An incinerating toilet is shaped like a regular one. A trap door at the bottom of the cone-shaped bowl opens to a waste reservoir that houses the incinerator. Some models make you first insert a cone-shaped paper liner into the bowl; others feature a small water reservoir for cleaning the bowl.
When you flush, the contents (and the liner, if there is one) fall into the reservoir or are delivered there by a screw gear. Then they’re reduced to ashes when the burn cycle begins.
A single-use produces about a teaspoon of ash, which amounts to about a cup of ash per person per week. The ash collects in a reservoir at the base of the toilet under the incineration chamber that needs to be emptied periodically, usually by simply removing a drawer. The ash is free of bacteria and pathogens and rich enough in potassium and phosphorous to double as fertilizer in the garden.

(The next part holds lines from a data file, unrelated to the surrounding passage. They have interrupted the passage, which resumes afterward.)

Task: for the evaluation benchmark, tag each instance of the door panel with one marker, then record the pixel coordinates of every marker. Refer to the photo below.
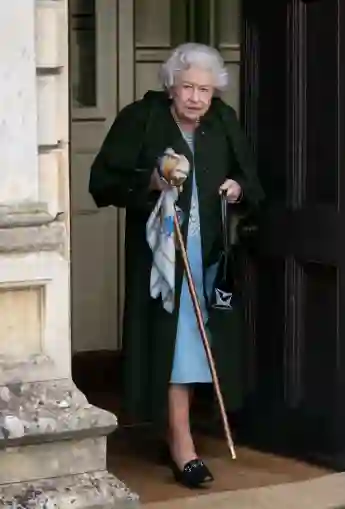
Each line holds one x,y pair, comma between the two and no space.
295,120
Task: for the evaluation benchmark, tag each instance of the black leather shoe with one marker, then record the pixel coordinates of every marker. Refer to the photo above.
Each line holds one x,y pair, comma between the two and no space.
195,474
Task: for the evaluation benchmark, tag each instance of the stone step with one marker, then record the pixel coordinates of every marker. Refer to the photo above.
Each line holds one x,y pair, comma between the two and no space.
46,411
52,459
97,490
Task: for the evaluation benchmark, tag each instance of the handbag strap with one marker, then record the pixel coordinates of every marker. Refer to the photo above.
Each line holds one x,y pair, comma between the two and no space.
225,225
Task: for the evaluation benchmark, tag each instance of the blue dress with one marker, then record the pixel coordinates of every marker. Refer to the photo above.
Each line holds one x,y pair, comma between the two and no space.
190,363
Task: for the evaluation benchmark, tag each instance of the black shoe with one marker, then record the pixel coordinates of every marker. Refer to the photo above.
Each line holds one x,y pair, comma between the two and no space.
194,474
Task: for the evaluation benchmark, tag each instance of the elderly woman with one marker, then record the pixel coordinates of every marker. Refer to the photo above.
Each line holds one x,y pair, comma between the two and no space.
163,353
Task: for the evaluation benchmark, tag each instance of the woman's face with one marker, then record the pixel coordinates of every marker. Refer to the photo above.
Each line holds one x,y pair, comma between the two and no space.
192,93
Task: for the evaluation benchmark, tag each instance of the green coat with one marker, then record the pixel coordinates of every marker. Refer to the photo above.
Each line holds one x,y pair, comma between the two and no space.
120,176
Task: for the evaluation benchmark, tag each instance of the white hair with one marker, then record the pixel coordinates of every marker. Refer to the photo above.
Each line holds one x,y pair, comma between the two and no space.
190,55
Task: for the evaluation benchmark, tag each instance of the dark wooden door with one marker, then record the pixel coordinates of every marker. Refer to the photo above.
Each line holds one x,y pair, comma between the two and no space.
293,86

The burn cycle typically stops when someone lifts the lid. It’s reactivated by pushing the button (equivalent to flushing), making it possible for two or more people to use the toilet in succession. An electric incinerating toilet energizes a radiant heat element in the incinerating chamber. Each burn cycle consumes 1-1/2- to two kilowatt-hours of electricity, which at the national rate of around $0.15 per kWh amounts to $0.22 to $0.30 per flush.
They are not inexpensive, with the starting range at about $5,000 Canadian, but when you gotta go, the price could be much better than the alternative of using an out house at the cottage or ripping up the concrete floor in your basement.